By finding out how molecules behave in electrical devices, a ten-fold increase in switching efficiency was obtained by changing just one carbon atom. The science behind the breakthrough will be documented in the February issue of Nature Nanotechnology.
Dr. Damien Thompson, Tyndall National Institute, UCC and a team of researchers at the National University of Singapore, led by Professor Chris Nijhuis, designed and created the devices, which are based on molecules acting as electrical valves, or diode rectifiers.
Dr. Thompson explains: "These molecules are very useful because they allow current to flow through them when switched on and block current flow when switched off. The results of the study show that simply adding one extra carbon is sufficient to improve the device performance by more than a factor of ten. We are following up lots of new ideas based on these results, and we hope ultimately to create a range of new components for electronic devices."
Dr. Thompson's atom-level computer simulations showed how molecules with an odd number of carbon atoms stand straighter than molecules with an even number of carbon atoms. This allows them to pack together more closely. Tightly packed assemblies of these molecules were formed on metal electrode surfaces by the Nijhuis group in Singapore and were found to be remarkably free of defects. These high-quality devices can suppress leakage currents and so operate more efficiently and reliably. The device can be cleanly switched on and off purely on the basis of the charge and shape of the molecules, just like in the biological nanomachines that regulate photosynthesis, cell division and tissue growth.
Tyndall Electronic Theory Group leader Professor Jim Greer comments: "Modern electronic devices such as telephones and tablets in manufacture today rely on tiny switches approaching molecular sizes. This provides new challenges for electronics, but also opens up exciting opportunities for blending molecular properties to be used to our advantage.”

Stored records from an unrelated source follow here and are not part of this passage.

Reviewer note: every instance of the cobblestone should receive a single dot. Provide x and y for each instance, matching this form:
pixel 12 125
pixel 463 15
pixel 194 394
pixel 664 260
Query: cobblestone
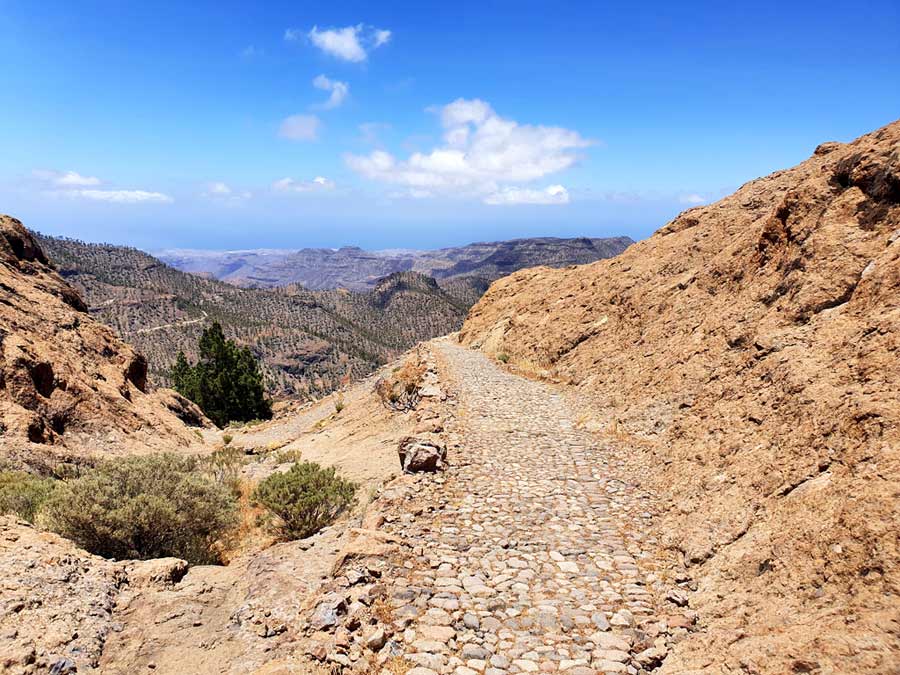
pixel 533 557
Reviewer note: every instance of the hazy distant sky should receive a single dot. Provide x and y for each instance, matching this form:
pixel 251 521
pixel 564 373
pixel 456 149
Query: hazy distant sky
pixel 418 124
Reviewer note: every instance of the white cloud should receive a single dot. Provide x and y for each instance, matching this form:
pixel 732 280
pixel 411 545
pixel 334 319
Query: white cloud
pixel 65 179
pixel 300 128
pixel 693 199
pixel 317 184
pixel 223 193
pixel 370 132
pixel 380 37
pixel 74 185
pixel 348 44
pixel 339 92
pixel 510 196
pixel 481 153
pixel 121 196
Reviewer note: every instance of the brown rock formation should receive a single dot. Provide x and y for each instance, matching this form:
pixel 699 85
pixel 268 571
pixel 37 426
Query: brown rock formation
pixel 68 385
pixel 750 349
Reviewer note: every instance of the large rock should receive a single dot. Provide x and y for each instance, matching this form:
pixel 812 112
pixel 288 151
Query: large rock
pixel 68 385
pixel 749 350
pixel 418 454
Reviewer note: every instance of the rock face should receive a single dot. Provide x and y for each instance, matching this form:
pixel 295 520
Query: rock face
pixel 748 354
pixel 66 382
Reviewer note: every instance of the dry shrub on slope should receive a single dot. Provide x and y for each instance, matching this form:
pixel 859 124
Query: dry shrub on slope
pixel 752 346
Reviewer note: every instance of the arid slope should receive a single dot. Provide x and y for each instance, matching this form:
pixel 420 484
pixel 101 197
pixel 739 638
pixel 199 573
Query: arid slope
pixel 68 385
pixel 748 354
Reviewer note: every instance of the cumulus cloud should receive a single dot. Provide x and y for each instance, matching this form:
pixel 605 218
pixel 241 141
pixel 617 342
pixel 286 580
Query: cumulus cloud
pixel 380 37
pixel 75 185
pixel 351 43
pixel 370 132
pixel 481 153
pixel 339 92
pixel 121 196
pixel 317 184
pixel 510 196
pixel 300 128
pixel 692 199
pixel 223 193
pixel 65 179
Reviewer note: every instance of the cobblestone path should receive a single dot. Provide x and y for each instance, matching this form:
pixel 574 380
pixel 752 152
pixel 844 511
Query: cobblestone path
pixel 530 556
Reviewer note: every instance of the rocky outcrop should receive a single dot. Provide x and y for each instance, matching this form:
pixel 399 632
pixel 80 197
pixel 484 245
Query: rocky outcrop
pixel 746 357
pixel 67 384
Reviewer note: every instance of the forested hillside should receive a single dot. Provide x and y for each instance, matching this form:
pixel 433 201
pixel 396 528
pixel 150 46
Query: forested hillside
pixel 308 341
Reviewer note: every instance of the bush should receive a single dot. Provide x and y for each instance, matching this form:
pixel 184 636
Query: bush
pixel 22 494
pixel 144 507
pixel 226 382
pixel 400 391
pixel 305 499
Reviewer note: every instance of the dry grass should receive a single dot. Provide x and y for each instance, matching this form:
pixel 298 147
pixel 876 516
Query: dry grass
pixel 397 665
pixel 249 535
pixel 400 390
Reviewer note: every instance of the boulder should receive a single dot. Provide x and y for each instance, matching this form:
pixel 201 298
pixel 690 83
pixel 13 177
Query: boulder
pixel 422 455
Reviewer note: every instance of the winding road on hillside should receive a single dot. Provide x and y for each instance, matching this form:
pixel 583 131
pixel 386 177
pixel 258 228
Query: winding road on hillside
pixel 533 540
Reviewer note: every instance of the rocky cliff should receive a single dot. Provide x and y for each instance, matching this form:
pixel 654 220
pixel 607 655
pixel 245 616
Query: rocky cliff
pixel 747 354
pixel 68 385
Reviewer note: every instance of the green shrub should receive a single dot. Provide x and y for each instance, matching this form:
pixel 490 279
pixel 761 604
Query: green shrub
pixel 22 494
pixel 305 499
pixel 144 507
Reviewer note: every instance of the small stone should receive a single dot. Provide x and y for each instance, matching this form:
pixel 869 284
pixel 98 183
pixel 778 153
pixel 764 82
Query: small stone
pixel 375 640
pixel 471 651
pixel 622 618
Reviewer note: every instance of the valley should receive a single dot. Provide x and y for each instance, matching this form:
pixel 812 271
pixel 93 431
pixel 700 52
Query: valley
pixel 309 341
pixel 355 269
pixel 680 459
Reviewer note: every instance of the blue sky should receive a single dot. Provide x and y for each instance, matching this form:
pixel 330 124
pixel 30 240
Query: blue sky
pixel 238 124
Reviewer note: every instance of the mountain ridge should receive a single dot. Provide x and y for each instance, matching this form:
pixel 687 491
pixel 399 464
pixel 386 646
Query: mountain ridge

This research, which was in part funded by a Science Foundation Ireland Starting Investigator award to Dr. Thompson, represents a key advance towards the creation of technologically viable ultra-small device components. The computer simulations were performed on Science Foundation Ireland-supported computing clusters at Tyndall and at the Irish Centre for High-End Computing. The combined experiments and simulations show for the first time that minute improvements in molecule orientation and packing trigger changes in van der Waals forces that are sufficiently large to dramatically improve the performance of electronic devices.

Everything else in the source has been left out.